Samford University

+

Summer Institute Faculty

Dr. Shannon Flynt

Dr. Flynt returned to her Alma Mater in 2000 after a distinguished graduate research and teaching career in anthropology, classical archaeology and ancient studies. She currently serves as the university's Fulbright Program Advisor, teaches courses in Art History I, II, and III, the University Fellows series, the Classics Department's Rediscovery of the Classical World, Senior Capstone and international study in Rome.  After earning her Master's degree in Anthropology at the University of Alabama, where she demonstrated exceptional aptitude in Latin and field archaeology, Dr. Flynt entered the doctoral program in Art History and Archaeology at the University of Missouri, where she earned a Huggins Fellowship and the Donald K. Anderson Graduate Student Teaching Award. In 1999 Dr. Flynt was named a U.S. Fulbright Fellow to Austria, where she lived for a year while completing research for her doctoral dissertation, "The Military Vici of Noricum". In addition to excavation at the Roman military site of Lauriacum in Austria she has served on excavation teams at Pompeii, Castell Henllys (Wales) and Clonmacnoise (Ireland). Closer to home, she has excavated at Alabama's Dust Cave and Moundville Native American sites and at the historic Hickman House in central Missouri. She maintains her research interests in the Roman army and Roman frontier in Europe and is an active member of the Archaeological Institute of America, European Archaeological Association and Classical Association of the Middle West and South.  Dr. Flynt and husband Sean, also at Samford, became the parents of Ambrose Doss Flynt on August 30, 2007. 

Dr. Bryan Johnson

Dr. Bryan Johnson is an Associate Professor of English at Samford University, where he has taught since 1995 after graduating from the creative writing program at the University of Denver. While Dr. Johnson is a specialist in creative writing (poetry) and literary theory, he has also taught courses in 20th-century poetry, film, comparative literature, and the philosophy and literature of science. In the University Fellows program, Dr. Johnson teaches Writing and Rhetoric and The Western Intellectual Tradition. Central to Dr. Johnson’s teaching is the way that other disciplines intersect with writing and reading literature, in particular film and science. He pioneered a course that uses film to help teach students how to write poems, and he is always looking for ways to integrate science into the literature classroom.  Dr. Johnson is an active, publishing scholar-poet, with work in international journals like the Paris Review, Denver Quarterly, Western Humanities ReviewFree VerseThicketNew American Writing, and in an anthology of work on Emmett Till. He was a semi-finalist for the national Walt Whitman Award for his collection of poems entitled See and a finalist for the Mississippi Review Poetry Prize. His scholarship on teaching creative writing was awarded the James Woodall Award for Pedagogical Scholarship. Since collaborating with faculty at the University of Maastricht on a Problem-Based Learning Transatlantic Cooperation Grant, Dr. Johnson has lectured on the craft of teaching poetry in Denmark, at the National Endowment for the Humanities, and all over the United States. Teaching and learning abroad has been essential to Dr. Johnson’s continuing education. He has served twice as professor-in-residence at Samford’s Daniel House in London, and he was a visiting professor at China’s Anhui Normal University where he lectured on American literature.

Dr. Christopher Metress

Chris Metress is Professor of English and Director of the University Fellows Program. After receiving his Ph.D. from Vanderbilt, he taught for three years at Wake Forest University before coming to Samford in 1993. In the English Department, he teaches courses in American literature, film noir, and southern literature, and he frequently offers courses on British Literature at Samford's Daniel House in London, where he was professor-in-residence in the Fall of 1997. From 2003 to 2006, he directed Samford's participation in a national curricular project designed to promote innovative teaching of the liberal arts, a project which helped to seed the development of the University Fellows Program.
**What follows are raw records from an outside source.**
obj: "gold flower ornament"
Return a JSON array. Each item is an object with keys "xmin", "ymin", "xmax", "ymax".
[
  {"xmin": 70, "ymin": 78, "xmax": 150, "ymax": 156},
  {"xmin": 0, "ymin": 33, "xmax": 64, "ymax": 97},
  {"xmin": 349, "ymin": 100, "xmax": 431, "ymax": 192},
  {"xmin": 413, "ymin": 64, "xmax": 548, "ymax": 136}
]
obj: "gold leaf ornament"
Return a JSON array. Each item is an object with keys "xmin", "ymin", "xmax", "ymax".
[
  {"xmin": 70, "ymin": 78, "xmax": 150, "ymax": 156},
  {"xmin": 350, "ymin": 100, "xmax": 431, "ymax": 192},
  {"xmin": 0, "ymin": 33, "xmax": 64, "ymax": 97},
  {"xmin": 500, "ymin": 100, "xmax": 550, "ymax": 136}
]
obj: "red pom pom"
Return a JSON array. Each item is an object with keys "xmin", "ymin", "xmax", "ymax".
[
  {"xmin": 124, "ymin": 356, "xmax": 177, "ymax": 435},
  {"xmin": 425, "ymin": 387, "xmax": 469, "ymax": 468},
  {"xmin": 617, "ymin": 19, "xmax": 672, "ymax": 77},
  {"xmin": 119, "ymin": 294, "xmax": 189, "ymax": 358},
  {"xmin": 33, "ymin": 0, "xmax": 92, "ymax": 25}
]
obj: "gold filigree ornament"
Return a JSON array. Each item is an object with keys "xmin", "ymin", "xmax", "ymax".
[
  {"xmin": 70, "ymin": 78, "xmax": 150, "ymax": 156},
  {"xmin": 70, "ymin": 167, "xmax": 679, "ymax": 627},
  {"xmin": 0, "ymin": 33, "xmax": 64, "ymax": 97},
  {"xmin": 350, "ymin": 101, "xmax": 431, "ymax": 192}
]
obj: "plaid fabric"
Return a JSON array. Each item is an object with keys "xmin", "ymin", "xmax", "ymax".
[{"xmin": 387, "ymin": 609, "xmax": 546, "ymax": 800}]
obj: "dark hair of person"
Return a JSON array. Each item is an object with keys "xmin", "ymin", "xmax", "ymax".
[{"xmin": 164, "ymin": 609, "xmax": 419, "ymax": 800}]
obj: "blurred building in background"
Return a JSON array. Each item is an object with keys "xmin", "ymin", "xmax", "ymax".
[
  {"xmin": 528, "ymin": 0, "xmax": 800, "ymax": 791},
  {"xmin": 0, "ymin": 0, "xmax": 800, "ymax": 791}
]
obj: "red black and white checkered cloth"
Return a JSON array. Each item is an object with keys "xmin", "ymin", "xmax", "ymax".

Dr. Metress’ essays and reviews have appeared in such journals as South Atlantic Quarterly, Southern Review, African-American Review and Studies in the Novel, and he has contributed to a number of scholarly collections. He has published three books: The Critical Response to Dashiell Hammett (Greenwood, 1995), The Lynching of Emmett Till (Virginia, 2002), and Emmett Till in Literary Memory and Imagination (LSU, 2007). The Lynching of Emmett Till was a university press bestseller and was featured in news stories in the Washington Post, the New York Times, the Atlanta Journal Constitution, and Nation magazine, as well as on ABC World News Tonight and PBS. In 2003, the Association of American University Presses named The Lynching of Emmett Till among its "Best Books For Understanding Race Relations in the U.S.," and the collection has been used in courses in more than 100 colleges and universities.

Dr. Metress has also served as the university’s NCAA Faculty Athletics Representative since 1997.